La imagen de Aldama, arrebatado por el amargo desdoro de la traición, entrando en los terrenos de la fontanera, y estrellándose contra los brazos de Pérez Dolset como el toro que empuja en el peto del caballo, traen ecos de esa política indómita y despendolada de los noventa. De Ruiz Mateos, de Jesús Gil, de Julián Muñoz.

De ahí que sea sensato postular que el carrusel grotesco que ha copado los magacines y tertulias va más allá del bestiario de criaturas fenomenales liberadas por el tardosanchismo. Se trata de toda una reanudación de nuestra tradición del ruedo ibérico. De una reviviscencia de la España de los golfos, pícaros y truhanes que disipa definitivamente el espejismo de la homologación europea.

El llamado «problema de España» es a la postre el problema de las dos Españas. A causa de su relación problemática con la modernidad, nuestro país arrastra un secular desgarro entre una idea tradicional de España y una idea progresista, laica y europeizante.

El regeneracionismo decimonónico trató de decantar el diferendo hacia la europeización de España. Los modernizadores denostaron el orgulloso casticismo hispano, y recetaron como salida al atraso la armonización con la Europa liberal, ilustrada e industrializada.

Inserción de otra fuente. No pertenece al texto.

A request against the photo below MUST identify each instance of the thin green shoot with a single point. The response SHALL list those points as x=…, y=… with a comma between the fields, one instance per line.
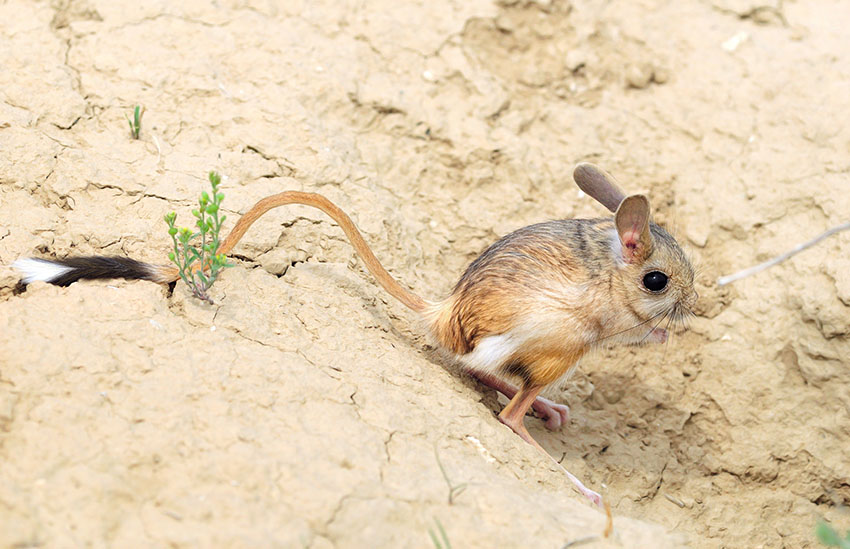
x=443, y=541
x=136, y=122
x=200, y=266
x=830, y=537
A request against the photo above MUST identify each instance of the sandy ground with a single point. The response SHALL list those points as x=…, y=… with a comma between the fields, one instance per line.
x=305, y=408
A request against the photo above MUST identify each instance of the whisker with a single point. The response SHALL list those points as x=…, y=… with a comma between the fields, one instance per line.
x=654, y=327
x=638, y=325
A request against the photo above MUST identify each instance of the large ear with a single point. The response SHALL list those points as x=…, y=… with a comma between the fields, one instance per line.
x=632, y=221
x=599, y=184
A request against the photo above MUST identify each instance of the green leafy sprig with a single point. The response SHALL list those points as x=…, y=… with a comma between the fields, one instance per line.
x=202, y=276
x=136, y=122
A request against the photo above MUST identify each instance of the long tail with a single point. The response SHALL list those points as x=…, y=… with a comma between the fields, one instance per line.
x=64, y=272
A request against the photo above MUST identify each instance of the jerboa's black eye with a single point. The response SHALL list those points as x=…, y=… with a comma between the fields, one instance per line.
x=655, y=281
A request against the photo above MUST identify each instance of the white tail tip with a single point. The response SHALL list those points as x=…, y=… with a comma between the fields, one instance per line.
x=40, y=269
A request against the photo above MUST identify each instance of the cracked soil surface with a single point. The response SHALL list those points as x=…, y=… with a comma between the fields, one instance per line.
x=306, y=408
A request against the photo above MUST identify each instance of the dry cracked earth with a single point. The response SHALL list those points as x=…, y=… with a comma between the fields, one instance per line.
x=306, y=408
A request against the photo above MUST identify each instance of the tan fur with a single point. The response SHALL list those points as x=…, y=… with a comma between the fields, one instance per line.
x=318, y=201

La Transición fue la última intentona regeneracionista. Una recuperación del empeño por acompasar a España con la Europa de la Reforma, de la revolución científica, del Estado moderno.

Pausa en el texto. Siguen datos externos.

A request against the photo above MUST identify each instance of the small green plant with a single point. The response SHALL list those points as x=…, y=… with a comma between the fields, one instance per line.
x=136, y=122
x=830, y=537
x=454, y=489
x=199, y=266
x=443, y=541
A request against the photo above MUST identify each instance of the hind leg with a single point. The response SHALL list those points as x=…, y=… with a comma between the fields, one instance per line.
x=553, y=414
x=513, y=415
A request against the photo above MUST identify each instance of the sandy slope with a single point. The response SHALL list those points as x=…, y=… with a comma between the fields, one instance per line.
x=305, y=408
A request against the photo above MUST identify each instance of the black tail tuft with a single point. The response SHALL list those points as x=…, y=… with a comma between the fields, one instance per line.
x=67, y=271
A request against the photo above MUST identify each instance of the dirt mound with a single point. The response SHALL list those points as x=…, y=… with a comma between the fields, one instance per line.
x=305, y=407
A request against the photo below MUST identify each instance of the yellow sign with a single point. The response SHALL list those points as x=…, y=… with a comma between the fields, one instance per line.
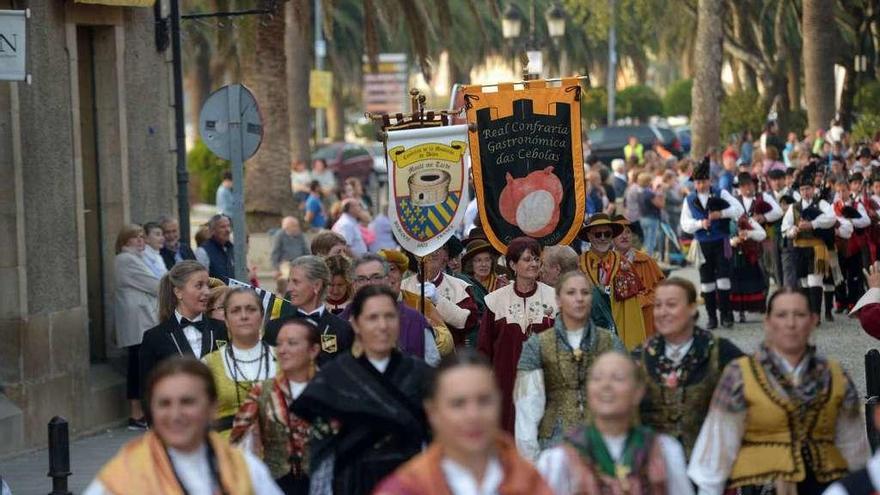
x=121, y=3
x=320, y=88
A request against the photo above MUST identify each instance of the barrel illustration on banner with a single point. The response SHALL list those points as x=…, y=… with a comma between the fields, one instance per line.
x=427, y=186
x=527, y=161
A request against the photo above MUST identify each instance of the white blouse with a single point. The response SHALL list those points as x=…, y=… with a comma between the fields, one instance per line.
x=461, y=481
x=194, y=473
x=553, y=464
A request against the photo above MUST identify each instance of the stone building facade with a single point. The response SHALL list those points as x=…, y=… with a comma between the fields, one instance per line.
x=85, y=148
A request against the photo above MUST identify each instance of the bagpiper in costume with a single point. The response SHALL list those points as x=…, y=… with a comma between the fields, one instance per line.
x=810, y=224
x=707, y=216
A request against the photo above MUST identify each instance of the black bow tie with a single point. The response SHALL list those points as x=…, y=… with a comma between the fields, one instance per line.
x=200, y=325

Ahora que el ensueño renovador del Régimen del 78 se desmorona ante la recurrencia de la estructura clientelar y caciquil del turnismo, ¿no ha llegado quizás el momento de desembarazarnos de la manía comparatista, y abrazar sin complejos nuestra singularidad?

Después de tanto denodado empeño por negar la excepcionalidad española, estampas como las de la fontanera y Aldama nos hablan de la necesidad de reconciliarnos con nuestra idiosincrásica hispanibundia. De dejar de traicionarnos y asumir que los esquemas de civilidad foráneos en los que algunos quieren mirarse casan mal con el temperamento extremoso de la raza española, con su acerado sentido de la hidalguía, con su vehemente senequismo.

Lo nuestro es más el duelo a jamonazos que la institucionalización del pleito que requiere la democracia liberal. Enfrontilarse con torería poniendo la pata por delante antes que formular una interpelación parlamentaria o registrar una pregunta en una rueda de prensa.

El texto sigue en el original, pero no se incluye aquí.